For example, a 2016 study of playground behavior published in the Journal of Child Psychology and Psychiatry found that while boys with ASD are often outright rejected by their peers, girls are neither rejected nor accepted. So on the surface, it might look as if a girl with ASD is playing with other girls on the playground. Take a closer look, however, and you’ll see that while she’s playing near them, she’s not playing with them. She’s most likely playing by herself, or observing other girls to try to understand how to act.
Such “social camouflaging” may be more widespread than previously thought. A 2015 study of adults with ASD found that most of them—whether female, male or nonbinary—said they camouflaged their behavior in social situations. “Previous research has assumed that it was only women and girls who camouflaged,” says first author Laura Hull, a PhD candidate at University College London who works with pioneering autism researcher Simon Baron Cohen, among others. “These participants camouflaged because they wanted to fit in with others and form social relationships.”
To try to fit in, girls may choose a socially successful girl and mimic her behavior, as well as her dress and hairstyle. And they may suppress their impulses to spin in circles or talk for 20 minutes about “My Little Pony”—because they’ve been bullied for similar behavior, or been admonished by a teacher or authority figure.
The camouflaging likely won’t stop just for an ASD evaluation, so clinicians must be aware of the possibility, says Gross of the Autistic Self Advocacy Network.
Klin agrees, noting that one-on-one with an evaluator, a girl might seem fine—but that doesn’t mean that she is. “If girls present in a clinical situation with some form of social competency, we would probably not see them as having autism,” he said.
In a qualitative study of women diagnosed as adults, published in the Journal of Autism and Developmental Disorders, most participants said that their attempts to “be normal” and fit in had backfired: They were so good at pretending that no one believed they needed help. As girls, they were told that they were “too social” or “not good at math,” so they couldn’t have ASD.
The constant monitoring and masking of behavior take a toll. In Hull’s study, most participants reported that camouflaging was mentally, physically and emotionally draining. Many needed time to recover. In an as-yet undiagnosed girl, this exhaustion is a sign, says Gross. “You might see a girl who comes home from school and sleeps for two hours. [Camouflaging] is a level of self-regulation that most adults don’t experience, and it’s very tiring.”
The perils of internalizing
While many boys with ASD tend to act out or have tantrums, girls with ASD are more likely to internalize their feelings and are often shy or quiet, says Kreiser (see a 2012 study in the Journal of Autism and Developmental Disorders). And a shy, quiet, intelligent student is a teacher’s dream—not a student to refer for an evaluation.
The quiet and shyness, notes Kreiser, mask thoughts such as: “I don’t know how to have a conversation. I don’t know how to read other people’s social cues.” And the internalizing can lead to anxiety and depression.
“There was this historical perception that people with autism were not socially motivated,” says Kreiser. “Some of my [ASD] patients are socially motivated but don’t know how to interact, and social interaction is unpredictable for them—anxiety is a natural consequence.”
Addressing the anxiety with social skills training can help—but not without the understanding that the anxiety is linked with ASD.

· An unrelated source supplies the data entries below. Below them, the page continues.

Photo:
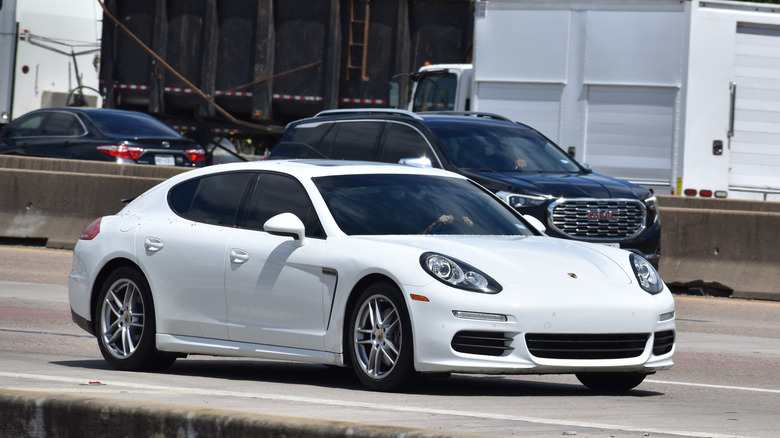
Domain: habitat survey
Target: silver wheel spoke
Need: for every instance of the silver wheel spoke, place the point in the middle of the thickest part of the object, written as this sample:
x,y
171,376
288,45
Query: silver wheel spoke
x,y
377,336
122,318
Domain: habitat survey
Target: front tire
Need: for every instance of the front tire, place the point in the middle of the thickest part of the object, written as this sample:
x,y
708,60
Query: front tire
x,y
125,324
380,338
611,382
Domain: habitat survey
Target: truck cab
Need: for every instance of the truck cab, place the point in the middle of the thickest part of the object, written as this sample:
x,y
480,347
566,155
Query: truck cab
x,y
442,87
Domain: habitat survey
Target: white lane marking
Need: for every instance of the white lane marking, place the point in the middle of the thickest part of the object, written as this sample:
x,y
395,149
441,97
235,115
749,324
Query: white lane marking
x,y
377,407
705,385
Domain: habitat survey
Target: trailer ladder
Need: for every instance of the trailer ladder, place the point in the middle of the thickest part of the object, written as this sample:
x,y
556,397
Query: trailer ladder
x,y
358,40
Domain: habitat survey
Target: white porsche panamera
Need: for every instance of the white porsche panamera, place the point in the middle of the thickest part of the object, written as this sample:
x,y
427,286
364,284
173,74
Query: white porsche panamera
x,y
392,270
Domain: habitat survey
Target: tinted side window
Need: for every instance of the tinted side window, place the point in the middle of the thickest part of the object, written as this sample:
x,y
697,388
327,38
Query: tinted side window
x,y
403,141
275,194
27,126
355,140
63,124
213,199
310,134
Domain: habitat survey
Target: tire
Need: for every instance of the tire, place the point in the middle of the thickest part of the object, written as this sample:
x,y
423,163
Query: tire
x,y
125,324
379,337
611,382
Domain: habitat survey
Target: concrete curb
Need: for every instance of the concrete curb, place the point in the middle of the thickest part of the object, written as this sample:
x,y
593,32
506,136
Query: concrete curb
x,y
37,414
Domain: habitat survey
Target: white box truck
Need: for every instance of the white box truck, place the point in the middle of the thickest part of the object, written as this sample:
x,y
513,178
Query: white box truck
x,y
680,96
48,54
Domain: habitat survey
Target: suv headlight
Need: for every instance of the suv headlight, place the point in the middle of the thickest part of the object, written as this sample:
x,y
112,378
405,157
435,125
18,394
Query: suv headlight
x,y
646,275
652,209
521,201
457,274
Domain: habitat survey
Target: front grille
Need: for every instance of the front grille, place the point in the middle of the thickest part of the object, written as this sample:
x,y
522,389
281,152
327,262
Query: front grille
x,y
663,343
484,343
582,346
598,218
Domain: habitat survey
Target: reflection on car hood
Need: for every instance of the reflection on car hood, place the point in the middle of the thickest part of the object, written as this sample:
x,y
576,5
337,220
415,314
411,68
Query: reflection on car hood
x,y
525,260
591,185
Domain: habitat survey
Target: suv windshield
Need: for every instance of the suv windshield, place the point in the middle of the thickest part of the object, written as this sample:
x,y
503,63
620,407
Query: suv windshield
x,y
498,147
415,204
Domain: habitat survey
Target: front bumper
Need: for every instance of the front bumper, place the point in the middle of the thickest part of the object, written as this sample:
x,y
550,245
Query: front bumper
x,y
615,331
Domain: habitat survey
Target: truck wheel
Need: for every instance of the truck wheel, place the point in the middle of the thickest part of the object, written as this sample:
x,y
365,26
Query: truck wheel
x,y
125,324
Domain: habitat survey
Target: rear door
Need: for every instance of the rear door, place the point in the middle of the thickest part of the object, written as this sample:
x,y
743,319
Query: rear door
x,y
278,293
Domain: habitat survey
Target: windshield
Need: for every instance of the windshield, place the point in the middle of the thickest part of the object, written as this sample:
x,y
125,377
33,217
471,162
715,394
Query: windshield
x,y
415,204
435,92
500,147
129,124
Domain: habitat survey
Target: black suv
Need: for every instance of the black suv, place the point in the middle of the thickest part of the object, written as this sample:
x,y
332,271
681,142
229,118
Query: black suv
x,y
515,161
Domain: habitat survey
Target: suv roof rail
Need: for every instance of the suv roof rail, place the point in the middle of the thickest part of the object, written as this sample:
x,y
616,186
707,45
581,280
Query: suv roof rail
x,y
358,111
471,114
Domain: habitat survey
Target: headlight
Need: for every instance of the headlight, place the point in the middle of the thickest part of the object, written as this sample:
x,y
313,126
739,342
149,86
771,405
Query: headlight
x,y
646,275
458,274
521,201
652,210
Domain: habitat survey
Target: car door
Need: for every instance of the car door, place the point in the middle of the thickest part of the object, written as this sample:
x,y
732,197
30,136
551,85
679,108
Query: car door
x,y
184,253
277,292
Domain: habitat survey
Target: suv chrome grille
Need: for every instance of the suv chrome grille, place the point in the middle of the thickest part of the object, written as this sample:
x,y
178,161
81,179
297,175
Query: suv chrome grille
x,y
598,219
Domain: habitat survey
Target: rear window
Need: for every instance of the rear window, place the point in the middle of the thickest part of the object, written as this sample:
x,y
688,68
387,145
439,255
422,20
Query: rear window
x,y
129,124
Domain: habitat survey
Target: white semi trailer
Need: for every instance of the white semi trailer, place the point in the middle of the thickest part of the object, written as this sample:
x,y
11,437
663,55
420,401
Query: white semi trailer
x,y
681,96
48,54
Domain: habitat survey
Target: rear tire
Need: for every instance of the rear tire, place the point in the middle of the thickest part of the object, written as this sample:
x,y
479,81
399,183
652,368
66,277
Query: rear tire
x,y
611,382
125,323
379,339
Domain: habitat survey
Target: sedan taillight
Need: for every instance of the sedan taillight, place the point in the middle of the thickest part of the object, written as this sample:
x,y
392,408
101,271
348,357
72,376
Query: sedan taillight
x,y
122,151
92,230
196,154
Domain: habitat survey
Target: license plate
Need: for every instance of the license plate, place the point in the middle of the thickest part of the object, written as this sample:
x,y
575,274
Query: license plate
x,y
164,160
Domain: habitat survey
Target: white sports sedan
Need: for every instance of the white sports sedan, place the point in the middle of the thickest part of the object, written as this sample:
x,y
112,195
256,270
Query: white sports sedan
x,y
392,270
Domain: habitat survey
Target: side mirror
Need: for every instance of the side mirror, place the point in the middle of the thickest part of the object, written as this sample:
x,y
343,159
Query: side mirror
x,y
286,225
536,223
587,167
416,162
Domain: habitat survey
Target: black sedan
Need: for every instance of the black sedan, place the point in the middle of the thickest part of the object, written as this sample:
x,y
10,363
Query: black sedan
x,y
101,135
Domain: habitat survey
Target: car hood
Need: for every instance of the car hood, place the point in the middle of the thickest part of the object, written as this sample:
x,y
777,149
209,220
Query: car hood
x,y
560,185
525,260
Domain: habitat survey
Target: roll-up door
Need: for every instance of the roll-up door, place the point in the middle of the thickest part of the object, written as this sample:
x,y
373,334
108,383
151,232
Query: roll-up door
x,y
630,132
755,145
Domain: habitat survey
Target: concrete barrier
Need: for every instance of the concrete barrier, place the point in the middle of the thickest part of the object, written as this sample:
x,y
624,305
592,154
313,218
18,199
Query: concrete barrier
x,y
722,245
42,415
52,201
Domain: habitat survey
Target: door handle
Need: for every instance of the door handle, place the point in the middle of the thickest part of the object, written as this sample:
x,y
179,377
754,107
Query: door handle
x,y
238,256
153,244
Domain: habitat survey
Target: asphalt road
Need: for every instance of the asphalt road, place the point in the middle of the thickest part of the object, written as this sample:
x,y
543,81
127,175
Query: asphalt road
x,y
726,380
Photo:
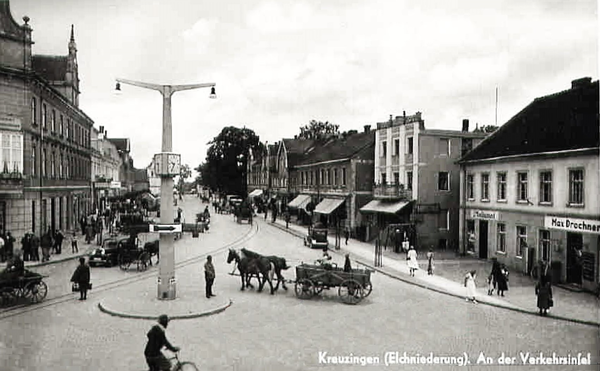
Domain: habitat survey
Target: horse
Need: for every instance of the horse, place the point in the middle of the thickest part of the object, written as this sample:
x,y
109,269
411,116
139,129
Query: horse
x,y
279,264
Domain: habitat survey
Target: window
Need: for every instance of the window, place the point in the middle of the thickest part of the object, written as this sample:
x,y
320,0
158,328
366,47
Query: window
x,y
545,244
53,121
443,181
501,186
12,153
546,187
501,247
522,186
444,219
470,186
44,115
521,239
444,146
33,160
485,187
576,187
33,111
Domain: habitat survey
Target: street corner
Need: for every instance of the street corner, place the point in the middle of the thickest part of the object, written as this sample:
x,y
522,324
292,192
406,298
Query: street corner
x,y
150,309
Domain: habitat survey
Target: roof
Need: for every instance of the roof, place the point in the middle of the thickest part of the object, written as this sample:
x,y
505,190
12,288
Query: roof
x,y
564,121
50,67
340,148
122,144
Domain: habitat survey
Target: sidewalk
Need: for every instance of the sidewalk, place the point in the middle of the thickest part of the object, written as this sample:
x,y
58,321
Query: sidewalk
x,y
448,277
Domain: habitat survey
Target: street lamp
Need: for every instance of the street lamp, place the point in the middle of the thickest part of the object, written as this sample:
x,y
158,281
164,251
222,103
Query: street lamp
x,y
167,164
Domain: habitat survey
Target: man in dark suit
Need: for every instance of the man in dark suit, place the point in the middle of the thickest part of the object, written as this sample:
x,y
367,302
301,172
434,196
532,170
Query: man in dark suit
x,y
157,339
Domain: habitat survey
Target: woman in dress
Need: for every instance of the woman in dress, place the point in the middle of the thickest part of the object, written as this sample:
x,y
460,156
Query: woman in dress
x,y
413,264
470,285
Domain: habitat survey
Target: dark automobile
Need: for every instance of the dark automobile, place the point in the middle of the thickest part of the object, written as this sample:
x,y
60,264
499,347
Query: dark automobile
x,y
108,254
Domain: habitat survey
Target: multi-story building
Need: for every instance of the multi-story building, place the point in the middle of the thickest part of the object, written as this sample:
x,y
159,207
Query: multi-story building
x,y
45,157
105,168
531,191
417,182
336,173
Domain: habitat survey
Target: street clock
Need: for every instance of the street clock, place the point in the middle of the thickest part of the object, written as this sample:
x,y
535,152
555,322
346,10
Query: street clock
x,y
167,164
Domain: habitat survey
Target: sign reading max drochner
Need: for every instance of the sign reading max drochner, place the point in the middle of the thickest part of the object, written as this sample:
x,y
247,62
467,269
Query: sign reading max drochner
x,y
572,224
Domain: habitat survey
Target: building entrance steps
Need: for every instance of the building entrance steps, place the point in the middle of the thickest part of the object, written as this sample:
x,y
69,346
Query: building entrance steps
x,y
449,273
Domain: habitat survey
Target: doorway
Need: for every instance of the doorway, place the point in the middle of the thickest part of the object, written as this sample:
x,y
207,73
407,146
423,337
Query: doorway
x,y
574,246
483,239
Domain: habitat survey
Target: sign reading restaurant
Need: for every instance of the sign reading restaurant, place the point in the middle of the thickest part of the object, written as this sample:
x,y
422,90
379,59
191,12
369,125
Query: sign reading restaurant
x,y
572,224
481,214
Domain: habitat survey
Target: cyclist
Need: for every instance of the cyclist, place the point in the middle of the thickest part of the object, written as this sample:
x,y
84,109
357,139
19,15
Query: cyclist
x,y
157,339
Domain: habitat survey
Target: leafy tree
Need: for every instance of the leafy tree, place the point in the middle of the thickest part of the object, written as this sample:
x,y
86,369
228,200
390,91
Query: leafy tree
x,y
318,130
225,167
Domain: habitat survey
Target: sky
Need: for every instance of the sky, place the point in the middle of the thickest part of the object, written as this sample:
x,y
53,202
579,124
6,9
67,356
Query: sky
x,y
278,64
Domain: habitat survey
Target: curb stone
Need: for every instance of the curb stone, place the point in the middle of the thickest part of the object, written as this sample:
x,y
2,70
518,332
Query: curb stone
x,y
442,291
114,313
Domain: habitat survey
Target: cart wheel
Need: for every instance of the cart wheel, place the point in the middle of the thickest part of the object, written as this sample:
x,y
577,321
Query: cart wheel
x,y
305,289
124,262
367,288
36,291
351,292
142,263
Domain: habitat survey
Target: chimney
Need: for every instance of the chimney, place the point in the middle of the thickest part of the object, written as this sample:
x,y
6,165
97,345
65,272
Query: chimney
x,y
465,125
581,83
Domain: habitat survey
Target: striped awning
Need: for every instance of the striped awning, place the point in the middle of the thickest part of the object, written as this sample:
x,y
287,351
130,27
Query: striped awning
x,y
378,206
328,205
300,201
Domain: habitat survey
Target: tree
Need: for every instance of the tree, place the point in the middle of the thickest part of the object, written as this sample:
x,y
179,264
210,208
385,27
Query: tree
x,y
225,167
318,130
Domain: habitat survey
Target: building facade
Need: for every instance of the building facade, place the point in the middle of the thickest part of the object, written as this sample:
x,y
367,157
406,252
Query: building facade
x,y
531,191
46,149
417,182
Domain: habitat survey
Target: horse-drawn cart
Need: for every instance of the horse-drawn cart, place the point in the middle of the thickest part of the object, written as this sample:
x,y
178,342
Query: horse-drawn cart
x,y
26,285
353,286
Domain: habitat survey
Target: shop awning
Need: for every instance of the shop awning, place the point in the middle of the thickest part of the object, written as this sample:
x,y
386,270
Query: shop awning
x,y
328,205
255,193
378,206
300,201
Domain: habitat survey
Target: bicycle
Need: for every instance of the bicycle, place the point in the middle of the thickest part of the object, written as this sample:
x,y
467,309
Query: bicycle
x,y
177,365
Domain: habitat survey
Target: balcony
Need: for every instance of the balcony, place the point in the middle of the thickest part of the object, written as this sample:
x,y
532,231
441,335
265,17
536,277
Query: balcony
x,y
391,192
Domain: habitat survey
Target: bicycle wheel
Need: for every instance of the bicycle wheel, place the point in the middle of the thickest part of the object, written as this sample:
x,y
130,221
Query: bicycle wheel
x,y
186,366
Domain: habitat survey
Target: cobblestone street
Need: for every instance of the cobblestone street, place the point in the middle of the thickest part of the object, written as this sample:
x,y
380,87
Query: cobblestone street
x,y
281,332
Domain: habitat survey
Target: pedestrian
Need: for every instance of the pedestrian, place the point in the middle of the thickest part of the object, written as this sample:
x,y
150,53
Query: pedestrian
x,y
46,243
35,247
470,285
157,339
58,239
74,247
430,262
81,277
543,290
209,276
413,264
347,264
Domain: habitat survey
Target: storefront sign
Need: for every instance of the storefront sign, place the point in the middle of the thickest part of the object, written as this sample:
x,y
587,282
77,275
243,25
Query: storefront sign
x,y
572,224
481,214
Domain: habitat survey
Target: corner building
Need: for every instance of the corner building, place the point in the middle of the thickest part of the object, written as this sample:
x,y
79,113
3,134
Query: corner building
x,y
531,190
45,137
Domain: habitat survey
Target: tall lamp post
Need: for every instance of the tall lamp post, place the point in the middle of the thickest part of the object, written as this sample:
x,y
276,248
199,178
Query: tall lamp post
x,y
167,165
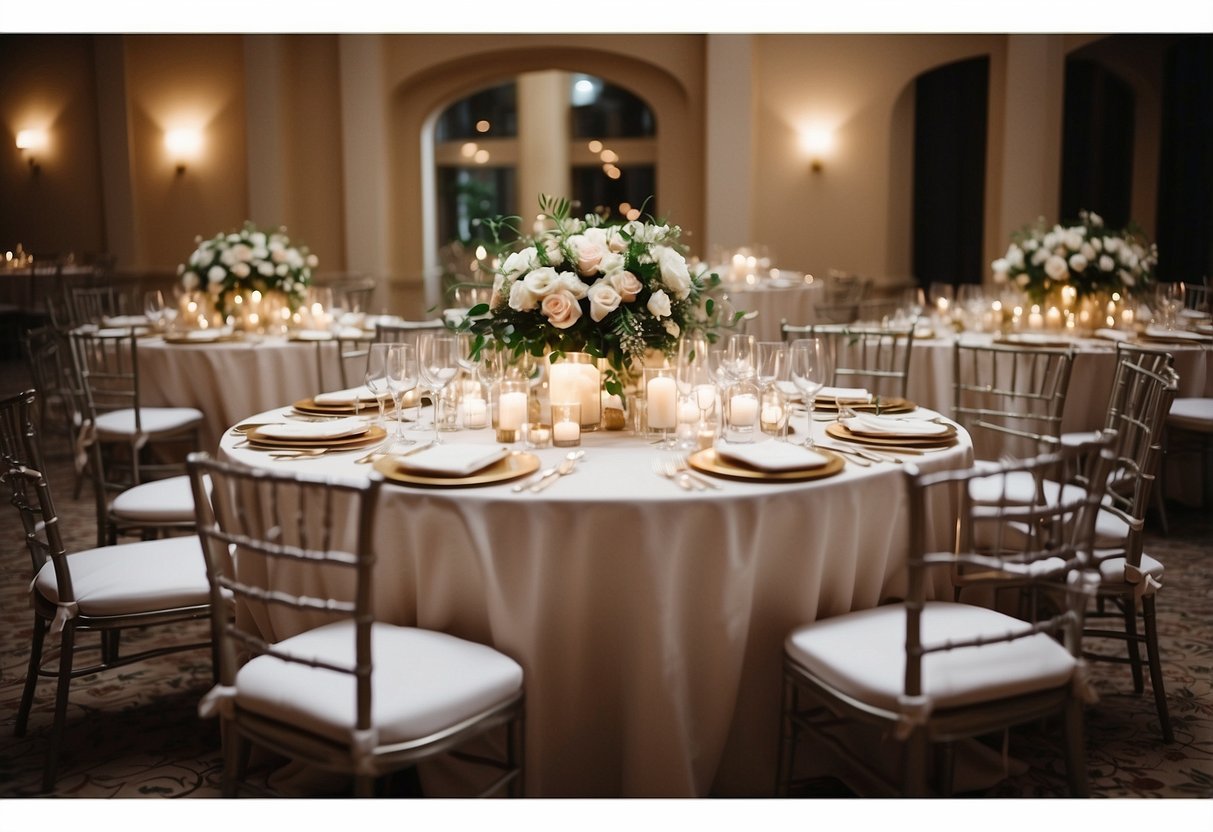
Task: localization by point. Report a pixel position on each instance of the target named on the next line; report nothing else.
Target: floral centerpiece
(1087, 256)
(611, 290)
(245, 261)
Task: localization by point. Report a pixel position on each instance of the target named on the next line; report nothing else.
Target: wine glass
(375, 377)
(1169, 298)
(402, 377)
(809, 369)
(438, 364)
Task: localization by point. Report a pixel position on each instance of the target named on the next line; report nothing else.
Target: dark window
(949, 172)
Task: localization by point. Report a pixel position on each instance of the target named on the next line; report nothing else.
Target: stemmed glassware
(402, 377)
(438, 363)
(809, 369)
(376, 376)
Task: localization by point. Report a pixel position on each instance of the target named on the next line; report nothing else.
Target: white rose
(659, 305)
(520, 297)
(1055, 267)
(675, 273)
(603, 300)
(540, 281)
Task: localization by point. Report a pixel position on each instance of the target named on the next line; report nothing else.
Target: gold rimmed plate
(372, 436)
(842, 433)
(710, 462)
(512, 466)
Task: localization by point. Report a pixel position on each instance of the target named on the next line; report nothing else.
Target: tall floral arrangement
(1085, 255)
(248, 260)
(584, 284)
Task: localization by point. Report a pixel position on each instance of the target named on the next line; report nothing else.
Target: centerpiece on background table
(250, 277)
(1077, 261)
(616, 291)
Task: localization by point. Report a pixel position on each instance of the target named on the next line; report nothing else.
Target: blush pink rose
(561, 309)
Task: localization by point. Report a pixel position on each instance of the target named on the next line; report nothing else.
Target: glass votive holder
(741, 416)
(565, 423)
(536, 434)
(511, 410)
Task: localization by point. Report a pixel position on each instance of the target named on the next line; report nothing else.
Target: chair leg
(1075, 750)
(67, 648)
(1129, 609)
(1151, 653)
(35, 662)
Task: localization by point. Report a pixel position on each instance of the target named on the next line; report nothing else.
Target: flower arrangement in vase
(1085, 255)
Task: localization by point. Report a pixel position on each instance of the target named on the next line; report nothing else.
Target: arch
(417, 100)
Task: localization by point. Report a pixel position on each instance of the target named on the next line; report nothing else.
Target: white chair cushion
(132, 577)
(1111, 571)
(154, 420)
(423, 682)
(160, 501)
(863, 655)
(1191, 415)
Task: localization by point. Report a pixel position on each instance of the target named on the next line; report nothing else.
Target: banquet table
(649, 620)
(775, 300)
(228, 380)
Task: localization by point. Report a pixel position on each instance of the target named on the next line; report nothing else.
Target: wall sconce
(816, 143)
(30, 142)
(183, 144)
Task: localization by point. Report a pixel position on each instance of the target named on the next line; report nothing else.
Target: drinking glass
(809, 369)
(438, 358)
(376, 376)
(402, 377)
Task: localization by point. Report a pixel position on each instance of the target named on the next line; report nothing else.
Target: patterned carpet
(135, 731)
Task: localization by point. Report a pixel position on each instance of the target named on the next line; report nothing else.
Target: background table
(649, 621)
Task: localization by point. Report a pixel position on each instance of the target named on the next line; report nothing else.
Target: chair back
(1009, 398)
(1143, 389)
(22, 469)
(107, 364)
(876, 358)
(1007, 520)
(283, 542)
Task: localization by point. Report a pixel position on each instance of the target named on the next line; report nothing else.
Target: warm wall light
(183, 144)
(29, 142)
(818, 142)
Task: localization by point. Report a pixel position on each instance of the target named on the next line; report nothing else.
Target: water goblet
(809, 369)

Some girls are never diagnosed. Others are diagnosed as teenagers or adults. Along the way, their academic lives, relationships and career paths can be affected.

Lost girls
Some girls are not diagnosed at all. Others are misdiagnosed with other conditions, such as obsessive compulsive disorder, anxiety disorder, depression and bipolar disorder. They’re prescribed medications, given treatments and sometimes even institutionalized. And some are eventually diagnosed in adulthood (see interview with Liane Holliday Willey, below).
Bullying and sexual assault are common dangers. Because high-functioning females with ASD want to fit in and be accepted—but don’t understand social cues or complex behavior like flirting—they may find themselves in dangerous situations. In a 2016 study, 64 percent of women had been sexually abused, most of them within a relationship. Some said that when it came to sex, they didn’t realize they could say no. Others didn’t know how to end the relationship.
“If we’re missing girls who have a social disability that impacts their ability to manage everyday life, we’re doing them a huge disservice,” says Klin.
Kreiser agrees. She recently received referrals for several teenage girls. “They all have a history of language delay, very focused interests and excessive shyness, but they’re only getting referred to me now,” she said. “Imagine what we could have done for them if they’d been diagnosed early.”
Diagnosing Autism in Girls: Suggestions For Clinicians

When your team is considering various diagnoses, don’t exclude ASD because there’s a girl in front of you. Be aware of any bias you may hold, advises Ami Klin, director of the Marcus Autism Center at Emory University School of Medicine.

Use the DSM-5 criteria as a guide, not a hard-and-fast requirement.

Don’t expect girls with ASD to behave like boys. Klin and other experts advise teams to look for:

  • More age-appropriate intense interests.

  • “Pretend play” that is actually repetitive or strict.

  • Possibly at-age or above-age language use, but perhaps echolalia or differences in receptive/expressive language.

  • Less obvious self-stimulation behavior, as the girl may have replaced her natural self-stimulation with something more socially acceptable.

  • Exhaustion after social stimulation (school, playgroups).

  • “Jekyll & Hyde” behavior—following rules at school and being the “ideal student,” then coming home and melting down or having tantrums.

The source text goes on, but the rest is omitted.